Gregory Koger & Dr. Antonio Martinez on Worldview with Jerome McDonnell WBEZ 91.5 FM

On July 8, 2013, over 30,000 prisoners in over two-thirds of California’s prisons began a hunger strike to demand an end to the systematic torture they face through long-term solitary confinement. Prisoners in several other states have joined them in work stoppages and hunger strikes. 2.3 million people are in prison in the U.S. and over 80,000 prisoners are held in solitary confinement in the United States – under conditions that amount to torture under international law.

  • Dr. Antonio Martinez, a psychologist with the Institute for Survivors of Human Rights Abuse and co-founder of the Marjorie Kovler Center for the Treatment of Survivors of Torture.
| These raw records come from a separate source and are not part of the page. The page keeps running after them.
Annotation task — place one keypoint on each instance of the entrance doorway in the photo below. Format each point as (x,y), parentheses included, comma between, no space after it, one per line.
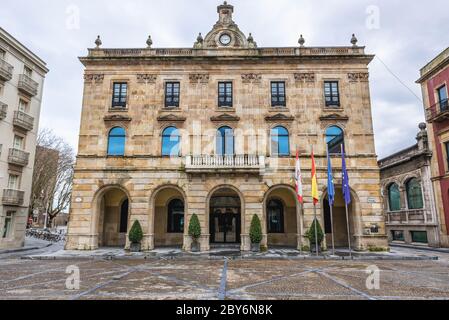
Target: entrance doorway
(225,218)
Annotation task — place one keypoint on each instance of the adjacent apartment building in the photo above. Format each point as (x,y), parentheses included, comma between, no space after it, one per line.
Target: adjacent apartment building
(409,201)
(434,82)
(213,130)
(22,76)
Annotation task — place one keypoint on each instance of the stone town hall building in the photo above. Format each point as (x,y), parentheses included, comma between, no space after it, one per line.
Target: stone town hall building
(212,130)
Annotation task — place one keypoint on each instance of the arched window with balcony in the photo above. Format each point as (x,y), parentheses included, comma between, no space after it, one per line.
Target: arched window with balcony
(280,141)
(335,139)
(414,194)
(394,197)
(171,141)
(116,142)
(225,141)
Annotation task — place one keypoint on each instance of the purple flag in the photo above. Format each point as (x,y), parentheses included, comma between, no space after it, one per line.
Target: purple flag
(346,189)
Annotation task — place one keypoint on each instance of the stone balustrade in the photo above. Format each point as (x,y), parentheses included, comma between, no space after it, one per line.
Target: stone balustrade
(3,110)
(226,162)
(18,157)
(27,85)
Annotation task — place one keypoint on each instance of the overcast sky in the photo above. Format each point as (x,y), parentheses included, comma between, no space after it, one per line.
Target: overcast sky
(404,35)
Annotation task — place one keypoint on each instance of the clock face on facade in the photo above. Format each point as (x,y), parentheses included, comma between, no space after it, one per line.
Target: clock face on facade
(225,39)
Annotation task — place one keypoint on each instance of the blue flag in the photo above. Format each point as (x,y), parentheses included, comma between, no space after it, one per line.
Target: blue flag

Dr. Martinez has been recognized by UNESCO for his lifelong work treating survivors of torture and human rights abuses.
  • Gregory Koger, torture survivor who spent over six years in solitary confinement in Illinois prison. He is a revolutionary who works with the Stop Mass Incarceration Network and has spoken in universities and high schools regarding torture in U.S. prisons. Mr. Koger – a jailhouse lawyer in prison and a member of the National Lawyers Guild – was a homeless teenager in a street gang when he was sent to an adult maximum security prison; he transformed himself in solitary confinement and has dedicated his life since his release to opposing injustice. He will be joining the hunger strike on July 23 when he faces a court hearing to jail him to serve an unjust 300-day sentence for recording a statement against censorship on an iPhone at a public meeting of the “Ethical” Humanist Society of Chicago. More details on his case available at www.dropthecharges.net

During the initial California prison hunger strike in July 2011, Mr. Koger organized a Forum on the California Prison Hunger Strike and Torture in U.S. Prisons. Dr. Martinez spoke at that Forum, and compared the widespread, systematic use of torture in U.S. prisons to experiences of torture in other countries:  “What I hear here is very similar to what I hear about the torture chambers in Guatemala, in Colombia, in Chile. Actually in Chile, Pinochet was more humane. They allowed people to be among others, they allowed some music, they allowed some type of interaction and they allowed more generous visits. And that was Pinochet. So what does that say about us as a society where all these things are the rule and not the exception? …”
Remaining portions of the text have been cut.